В общем, необычайной красоты прибор.
Если его правильно использовать.
Труба и тромбон
Самая парадоксальная вещь — это то, что духовики ничего не понимают в струнных, деревянные — в медных, все вместе — в ударных, а дирижер верит только в свои иллюзии.
Случайно услышанная фраза
Самая темная для меня компания — это трубачи и тромбонисты. Хотя, казалось бы, вот они, сидят рядом. И слышно их хорошо. Но когда узнаешь, например, что, поев селедки, трубач не может играть, становится ясно, насколько ты их не понимаешь. Конечно, трубач тебе терпеливо объяснит, что от соленого и — более индивидуально — острого, вяжущего вроде хурмы и чего-то там еще пропадает та мелкая вибрация губ, которая и создает звук. Я, безусловно, могу представить, даже и на собственном опыте, весь комплекс ощущений после анестезии у дантиста и его последствия для исполнителя... Но эти особенности... И ведь по выражению лица понятно, что не кокетничают. Отнюдь.

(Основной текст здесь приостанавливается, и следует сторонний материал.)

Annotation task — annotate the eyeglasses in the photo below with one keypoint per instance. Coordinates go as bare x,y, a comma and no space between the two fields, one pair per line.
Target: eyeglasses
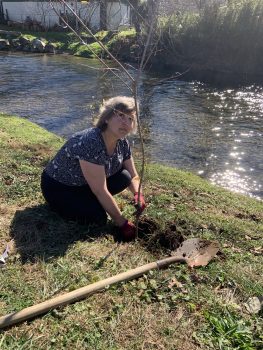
128,119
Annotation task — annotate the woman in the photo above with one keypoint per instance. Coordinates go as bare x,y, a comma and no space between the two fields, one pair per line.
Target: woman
92,166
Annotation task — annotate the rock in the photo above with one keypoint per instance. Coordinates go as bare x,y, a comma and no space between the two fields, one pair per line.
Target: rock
38,45
23,41
4,44
49,48
15,43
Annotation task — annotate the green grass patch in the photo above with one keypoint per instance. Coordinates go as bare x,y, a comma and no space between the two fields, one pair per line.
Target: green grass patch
175,308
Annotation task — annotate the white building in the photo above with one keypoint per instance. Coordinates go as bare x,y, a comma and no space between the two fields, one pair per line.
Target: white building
118,13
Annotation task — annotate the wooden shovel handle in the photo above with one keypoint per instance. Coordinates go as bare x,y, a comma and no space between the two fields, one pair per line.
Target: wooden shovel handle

Жаль смотреть на сих несчастных. Их лица искажены как будто судорогой в страшном напряженьи, и вот-вот будет кровь хлестать из губ. И многие из этих несчастных кончают злой чахоткой.
Франсуа Жозеф Гарнье (1759—1825).
Это, между прочим, гобоист пишет о трубачах
Современные вроде получше выглядят. Но смотришь на них все равно с некоторой опаской и сочувствием. Потому что в любом произведении они всегда на передовой. Так исторически сложилось. Начиная с библейских времен. Конечно, под Иерихоном труба была конструктивно иной, но в изображениях архангела Гавриила с трубой, которая протрубит в Судный день, она вполне узнаваема даже без вентильного механизма, который появился значительно позже, чем большинство изображений в готических храмах.
Трубачу невозможно спрятаться в оркестровой массе, хотя часто изумляешься, когда слышишь тихий, теплый и мягкий звук трубы, да еще и в середине аккорда.
И все-таки против природы не попрешь: у трубы репутация сольного и праздничного инструмента, пожалуй, со времен Монтеверди (на самом-то деле и с более ранних времен, но если говорить об оркестре, то, наверно, справедливо считать откуда-то оттуда).